MODEL DEPENDENCE OF OUTFLOW RATES FROM AN ACCRETION DISK IN PRESENCE OF A DISSIPATIVE STANDING SHOCK

Abstract

Solutions of black hole accretion flows with axisymmetric shocks are obtained self-consistently when the dissipation at the post-shock flow is taken into account. The Rankine–Hugoniot relationships had to be modified suitably to incorporate the energy loss as well as possible matter loss due to outflows in the post-shock region. The outflow rate from the post-shock region is also computed self-consistently. This was done by considering the quantities in the subsonic post-shock flow as the initial condition for the conical outflow. We have several major results: we find the analytical expression of the ratio of the outflow rate and the inflow rate Rṁ. We find that Rṁ strongly depends on the model assumptions which govern the flow geometry. It appears that, (a) the outflow rate is at most a few percent of the inflow rate, (b) the outflow is absent when the shock is relatively weak, (c) the outflow rate decreases with the increase in the energy loss at the post-shock region. These conclusions are very important as they have direct bearings on the observational effects.
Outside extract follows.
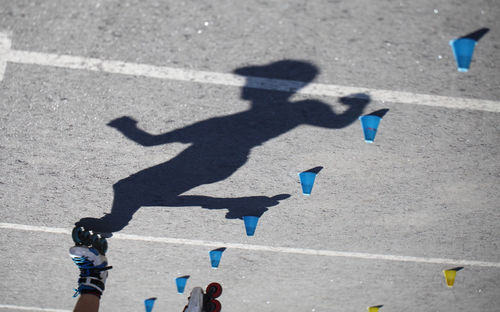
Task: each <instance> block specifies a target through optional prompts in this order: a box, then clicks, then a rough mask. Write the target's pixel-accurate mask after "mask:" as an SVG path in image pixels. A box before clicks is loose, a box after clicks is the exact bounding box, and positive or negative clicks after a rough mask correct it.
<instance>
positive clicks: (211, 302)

Since spectrally soft states are generally believed to be caused by the dominance of the soft photons and almost total loss of thermal energy of the Compton cloud by inverse Comptonization, a spectrally softer state should have less outflows. The opposite is generally true: A spectrally harder state will have a stronger outflow, but the result depends on the compression ratio and the adopted model. The other major result is that the model independence of the transonic properties of the flow does not hold in presence of the loss of the energy (radiation) and mass (outflow).